3. Distracting Habits – A few gigs a week, a few sets a gig adds up to lots of other people’s songs to be learnt. And if you want to stay in that game you can’t rest on your repertoire. It needs to be constantly refurbished and revised. Precious time that you could be spending writing your own masterpieces.

4. Losing the Love – sweaty, sleazy punters (show me one cover singer who’s never heard ‘Show us Yer Tits’ during a normal night’s work); a sound system from 1975 that makes it almost impossible to hear yourself sing; being on stage in front of a Spinal Tap-worshipping guitarist making it almost impossible to hear yourself sing; venues that make you sit in a broom cupboard in between sets and then ‘forget’ to pay you…you get the picture and I’m only scratching the surface of this particular image. If you were doing your own thing you might see a light through the end of the tunnel of poker machines, but sometimes singing Beyonce and Britney night after night just doesn’t make this scene worth it!

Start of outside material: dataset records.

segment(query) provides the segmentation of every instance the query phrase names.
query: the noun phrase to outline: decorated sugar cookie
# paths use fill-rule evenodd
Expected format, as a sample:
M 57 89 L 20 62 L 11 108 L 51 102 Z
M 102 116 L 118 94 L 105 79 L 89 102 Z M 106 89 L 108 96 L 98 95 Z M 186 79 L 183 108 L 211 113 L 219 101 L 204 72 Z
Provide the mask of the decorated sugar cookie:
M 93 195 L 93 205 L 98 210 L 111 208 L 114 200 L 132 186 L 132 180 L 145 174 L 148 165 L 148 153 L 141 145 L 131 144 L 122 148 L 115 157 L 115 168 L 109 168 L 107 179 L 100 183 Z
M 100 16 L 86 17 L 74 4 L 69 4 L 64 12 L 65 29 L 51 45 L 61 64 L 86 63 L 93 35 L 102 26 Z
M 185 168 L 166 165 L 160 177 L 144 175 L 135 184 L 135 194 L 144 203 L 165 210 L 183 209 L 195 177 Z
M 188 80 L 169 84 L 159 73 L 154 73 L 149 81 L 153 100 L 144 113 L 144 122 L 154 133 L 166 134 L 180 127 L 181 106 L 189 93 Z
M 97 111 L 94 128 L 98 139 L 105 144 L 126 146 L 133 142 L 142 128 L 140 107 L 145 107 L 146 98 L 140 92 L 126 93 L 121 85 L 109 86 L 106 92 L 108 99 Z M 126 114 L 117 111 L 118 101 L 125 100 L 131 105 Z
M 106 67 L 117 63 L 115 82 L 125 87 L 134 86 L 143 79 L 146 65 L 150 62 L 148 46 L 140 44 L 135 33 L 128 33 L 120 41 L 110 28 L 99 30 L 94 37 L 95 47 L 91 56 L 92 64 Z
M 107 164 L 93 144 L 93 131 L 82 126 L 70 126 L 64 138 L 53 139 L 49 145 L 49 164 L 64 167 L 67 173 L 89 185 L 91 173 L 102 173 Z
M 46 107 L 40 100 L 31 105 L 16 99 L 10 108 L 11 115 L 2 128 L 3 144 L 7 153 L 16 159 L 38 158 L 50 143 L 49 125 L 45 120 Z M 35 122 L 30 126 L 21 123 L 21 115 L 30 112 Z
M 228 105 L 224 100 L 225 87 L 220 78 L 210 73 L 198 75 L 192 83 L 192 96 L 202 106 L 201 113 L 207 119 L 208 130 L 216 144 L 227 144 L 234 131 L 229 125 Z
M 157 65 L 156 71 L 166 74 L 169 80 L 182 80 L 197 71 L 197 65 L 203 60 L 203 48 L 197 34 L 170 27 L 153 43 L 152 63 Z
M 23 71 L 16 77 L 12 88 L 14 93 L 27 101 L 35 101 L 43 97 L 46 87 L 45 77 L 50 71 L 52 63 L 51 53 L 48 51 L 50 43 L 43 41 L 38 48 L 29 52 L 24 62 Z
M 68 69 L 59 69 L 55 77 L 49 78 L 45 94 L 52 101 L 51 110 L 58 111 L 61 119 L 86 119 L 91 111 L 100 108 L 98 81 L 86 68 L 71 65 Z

5. Showing your Bad Side – When you write for yourself, you custom the songs to suit you. You don’t have to try to sound like Ke$ha to please the punters.  Your own lyrics reflect the way only you would express yourself and you can manoeuver the melody to sit in your sweet spot. You’re presenting a brand new piece of art that is all you with no compromises and shows you at your best.

Next time: ‘Five Reasons You SHOULD Sing Covers’.

As usual, love to hear what you think,

Cheers,
Amanda




Thursday, September 5, 2013

Length IS important

Hi there,

It's an age old dilemma - do we choose quality or quantity, width over length?

I'm not sure when it happened in the music industry here, but one day I woke up and agents were telling me that if my band wanted to compete, we had to play longer. The standard - I'm talking covers bands, in pubs and the like - was to perform 3 sets of 40 minutes. But then some bands started offering to do 4 or even 5 sets of 45-50 minutes for the same fee and of course many agents and venues were hiring them instead. Fast forward to now - those same venues are saying: 'Live entertainment doesn't work - it doesn't bring in the punters'. 

Well I disagree - 'Rubbish entertainment doesn't work'.  And even good entertainment wears thin after about 3 hours. There is such thing as too much of a good thing. People go out to socialise and that's hard to do with almost constant live music. It gets to the point where punters have had enough, the excitement wears off and they drift off to talk to their friends in another room or tune in to the delights of the one arm bandits. Live entertainment then becomes little more than elevator music. And that's no fun for the band either - without a dedicated audience it's hard to give a great performance. And while stomping the stage is an exhilirating thing to do, it is also physically and emotionally draining (when done well) so after about 3 hours the audience is not getting the best out of a band anyway.

We all want the best value for our money but I think PT Barnum of the 'Greatest Show on Earth' (Barnum and Bailey Circus) knew a thing or two about great entertainment. He said 'Always Leave Them Wanting More'.